According to the FEC, Steyer has spent $253,718,074 through January 31, 2020. All but $3,555,597 was from his own pocket. Pre-Bloomberg, a quarter billion dollars for the first four primaries is a staggering amount. But the incredible lack of return on that investment is even more eye-popping, especially for someone whose campaign’s sole justification was his supposed business acumen.
Nowhere was that total incompetence more on display than in South Carolina. Steyer, whose $253 million failed to merit a single delegate in the first three contests, bet his entire campaign on South Carolina. He spent more time there than any other state and his wife Kat Taylor essentially moved to the state. Instead of a triumph, he dropped out of the race immediately after Biden won the state with 50% of the vote.
According to the New York Times, Steyer spent over $18 million on television alone in the Palmetto State. Steyer’s campaign spending has been so excessive that the Times reports that his name has “turned into a verb” – local activists refer to a candidate foolishly overpaying as “steyering.” Some of that spending was ethically questionable, such as renting a campaign headquarters from Jennifer Clyburn Reed, whose father is Congressman James E. Clyburn, the dean of the state’s Democratic Party. Some of that spending was just … goofy. When the Charleston County Democrats held their “Blue Jamboree,” Steyer not only sponsored the lunch, but bought a ticket for every member of the Benedict College marching band and rented them a bus to get there. All of that spending was inefficient, ineffective and ultimately inept.
The numbers are just staggering.
Let’s make some assumptions. Since the Steyer campaign spent $253 million through January, it’s safe to assume another $30 or so million for February, when television buys were at their highest, so let’s call it $280 million.
His seventh-place finish in Iowa netted him 3,061 votes on the first alignment and zero delegates.
His sixth-place finish in New Hampshire netted him 10,727 votes and zero delegates.
In Nevada, Steyer spent $13.55 million on television ads – more than twice as much as the other five candidates combined. His 9,503 first-alignment votes were sixth most and again failed to capture a single delegate.
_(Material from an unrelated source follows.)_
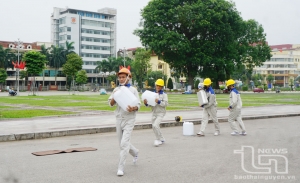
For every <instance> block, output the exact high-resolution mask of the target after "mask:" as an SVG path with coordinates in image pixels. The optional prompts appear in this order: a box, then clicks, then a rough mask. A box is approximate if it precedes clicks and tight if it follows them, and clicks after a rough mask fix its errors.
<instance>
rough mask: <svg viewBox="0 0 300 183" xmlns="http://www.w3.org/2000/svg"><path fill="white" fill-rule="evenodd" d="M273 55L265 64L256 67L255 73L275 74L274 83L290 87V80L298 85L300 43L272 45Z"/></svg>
mask: <svg viewBox="0 0 300 183" xmlns="http://www.w3.org/2000/svg"><path fill="white" fill-rule="evenodd" d="M270 47H271V49H272V52H271V54H272V57H271V59H270V60H266V62H264V65H262V66H260V67H255V68H254V69H253V73H254V74H262V75H265V76H267V75H269V74H271V75H273V76H274V79H275V80H274V81H273V82H274V84H276V85H278V86H284V87H289V84H290V80H291V79H292V80H293V81H294V82H295V85H296V86H297V87H298V85H299V81H297V80H298V79H299V77H300V45H296V44H282V45H273V46H270Z"/></svg>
When the Leap Day primary in South Carolina finally arrived, it looked like Steyer’s last chance to eke out a return on his huge investment.
With 99% of the total counted, Steyer will finish in third place with 59,814 votes, less than a quarter as many as the state’s winner, Joe Biden. At 11.4% of the statewide vote, he will leave South Carolina — and the presidential campaign — without a single delegate. In South Carolina’s 3rd Congressional District, he came a couple hundred votes short of the 15% threshold required to earn a delegate, finishing with 14.55%.
So $280 million for 83,000 votes comes to an astonishing $3,373 per vote. His $280 million for zero delegates is without precedent. On Saturday, Steyer danced to Back That Azz Up, thanked his staff for being 30% LGBTQ, and withdrew from the race.